Dünyada evrensel bir işaret dili yoktur. Dünya’da bilinen 100 civarında işaret dili vardır.
Dünya’da ve ülkemizde pek çok sağır birey kendi işaret dillerini bilmiyor. Ev içinde geliştirilen ev işaret dilini kullanıyor. Ülkemizde ayrı ayrı yöresel şivelerin bulunduğu gibi işaret dilinde de yöresel işaretler bulunmaktadır. Mesela Ankara İşaret Dili ile İstanbul işaret Dili aynı değildir.İşaret dili konuşma dillerinden türetilmiştir.
İşaret dili, işitme engellilerin kendi aralarında iletişim kurarken, el hareketlerini ve yüz mimiklerini kullanarak oluşturdukları görsel bir dildir.
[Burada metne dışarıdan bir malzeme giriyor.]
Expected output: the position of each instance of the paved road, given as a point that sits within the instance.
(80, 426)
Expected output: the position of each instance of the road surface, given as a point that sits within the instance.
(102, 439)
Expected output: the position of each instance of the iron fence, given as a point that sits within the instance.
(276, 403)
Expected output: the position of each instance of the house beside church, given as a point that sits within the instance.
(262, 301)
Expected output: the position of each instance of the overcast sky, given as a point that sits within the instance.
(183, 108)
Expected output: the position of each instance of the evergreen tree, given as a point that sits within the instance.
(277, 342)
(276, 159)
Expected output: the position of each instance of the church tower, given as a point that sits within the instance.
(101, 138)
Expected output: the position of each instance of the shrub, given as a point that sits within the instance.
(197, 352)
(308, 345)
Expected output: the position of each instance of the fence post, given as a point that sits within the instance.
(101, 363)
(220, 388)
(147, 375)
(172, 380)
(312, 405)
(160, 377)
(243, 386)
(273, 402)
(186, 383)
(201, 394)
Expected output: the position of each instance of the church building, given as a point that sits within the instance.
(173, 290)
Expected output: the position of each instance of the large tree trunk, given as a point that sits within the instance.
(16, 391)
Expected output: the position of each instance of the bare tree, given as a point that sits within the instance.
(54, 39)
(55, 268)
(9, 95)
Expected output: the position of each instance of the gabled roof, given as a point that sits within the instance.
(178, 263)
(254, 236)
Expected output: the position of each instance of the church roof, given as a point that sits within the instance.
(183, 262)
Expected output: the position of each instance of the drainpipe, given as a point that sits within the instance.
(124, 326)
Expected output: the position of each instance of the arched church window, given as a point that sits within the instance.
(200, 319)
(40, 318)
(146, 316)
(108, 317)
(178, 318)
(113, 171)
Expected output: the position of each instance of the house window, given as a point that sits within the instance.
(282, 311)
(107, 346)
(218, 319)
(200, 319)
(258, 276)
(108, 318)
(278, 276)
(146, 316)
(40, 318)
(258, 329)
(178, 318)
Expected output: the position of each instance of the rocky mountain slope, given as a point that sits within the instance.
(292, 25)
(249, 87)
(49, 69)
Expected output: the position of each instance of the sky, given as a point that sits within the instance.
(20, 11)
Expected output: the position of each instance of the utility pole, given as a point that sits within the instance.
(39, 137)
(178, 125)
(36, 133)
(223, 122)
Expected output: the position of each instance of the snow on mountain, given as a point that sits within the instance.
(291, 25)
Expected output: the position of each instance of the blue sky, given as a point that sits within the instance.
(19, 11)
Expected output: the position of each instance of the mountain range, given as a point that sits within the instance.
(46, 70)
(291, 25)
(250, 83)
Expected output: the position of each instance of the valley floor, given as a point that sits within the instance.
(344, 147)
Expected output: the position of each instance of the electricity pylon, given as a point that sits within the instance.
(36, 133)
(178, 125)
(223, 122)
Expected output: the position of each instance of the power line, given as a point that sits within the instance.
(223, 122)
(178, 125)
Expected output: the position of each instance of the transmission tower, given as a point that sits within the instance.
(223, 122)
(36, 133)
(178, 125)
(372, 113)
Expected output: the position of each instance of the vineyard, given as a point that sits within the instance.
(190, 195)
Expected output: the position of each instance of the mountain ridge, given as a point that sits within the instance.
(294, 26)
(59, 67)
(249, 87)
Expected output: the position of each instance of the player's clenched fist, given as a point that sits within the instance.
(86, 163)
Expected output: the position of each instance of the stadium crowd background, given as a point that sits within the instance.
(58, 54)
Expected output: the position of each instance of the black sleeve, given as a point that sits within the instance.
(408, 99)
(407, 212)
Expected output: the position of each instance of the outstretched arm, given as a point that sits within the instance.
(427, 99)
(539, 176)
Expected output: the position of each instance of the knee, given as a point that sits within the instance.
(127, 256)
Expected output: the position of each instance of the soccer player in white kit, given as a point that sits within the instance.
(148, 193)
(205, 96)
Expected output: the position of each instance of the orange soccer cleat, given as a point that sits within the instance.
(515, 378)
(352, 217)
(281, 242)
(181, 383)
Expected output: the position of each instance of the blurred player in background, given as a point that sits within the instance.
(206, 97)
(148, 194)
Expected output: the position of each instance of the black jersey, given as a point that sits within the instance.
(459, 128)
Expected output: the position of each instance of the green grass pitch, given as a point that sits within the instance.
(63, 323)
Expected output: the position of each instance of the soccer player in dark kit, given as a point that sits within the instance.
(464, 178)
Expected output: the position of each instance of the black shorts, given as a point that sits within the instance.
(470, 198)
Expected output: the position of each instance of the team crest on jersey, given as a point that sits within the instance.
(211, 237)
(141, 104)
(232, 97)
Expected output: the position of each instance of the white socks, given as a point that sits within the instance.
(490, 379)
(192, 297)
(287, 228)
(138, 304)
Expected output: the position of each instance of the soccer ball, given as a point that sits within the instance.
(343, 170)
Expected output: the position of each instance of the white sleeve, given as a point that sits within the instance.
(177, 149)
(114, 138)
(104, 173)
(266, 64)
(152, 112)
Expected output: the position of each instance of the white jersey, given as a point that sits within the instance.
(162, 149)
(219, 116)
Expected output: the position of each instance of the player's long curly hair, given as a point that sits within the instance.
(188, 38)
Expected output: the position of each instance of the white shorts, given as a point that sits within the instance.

Günümüzde Türkiye ve Kuzey Kıbrıs Türk Cumhuriyeti’nde kullanılan İşaret Dili ise kökeni 16. ve 17. yüzyıllarda Osmanlı Devleti’ne uzanan Türk İşaret Dili, kısaca TİD.
Tarihi oldukça eskiye dayanan TİD’nin Osmanlı mahkemelerinde bu dilin kullanıldığına dair bilgiler vardır.
İlk işitme engelliler okulu yine Osmanlı döneminde II. Abdülhamit tarafından 1902′de kurulan Yıldız Sağırlar Okulu’dur ve günümüz TİD’nin temelinin burada atıldığı tahmin edilmektedir.
İşaret dilinin ana özellikleri;
İşaret dilleri de sözlü diller gibi gramer yapısına sahiptir. Sanılanın aksine sözlü dillerden daha basit bir yapıda değildir.
Her işaret dilinin kendine özgü gramer kuralları vardır. Her kavram için kullanılan işaretler kullanıcılar arasında ortaktır.
Her ülkenin kendi işaret dili vardır.
Sözel diller ve işaret dilleri birbirlerinden etkilense de farklı yapı ve kullanım içerirler.
Diğer dillerde olduğu gibi işaret dilinin de kullanımının erken yaşta öğrenilmesi gerekmektedir.
Ülkemizde son yıllarda yapılan çalışmalarla işitme engellilerin kullanacağı herkes tarafından anlaşılabilecek ortak işaret dili kitabı oluşturulmuştur ve Milli Eğitim Bakanlığı ve Aile ve Sosyal Politikalar Bakanlığı tarafından dağıtılmıştır.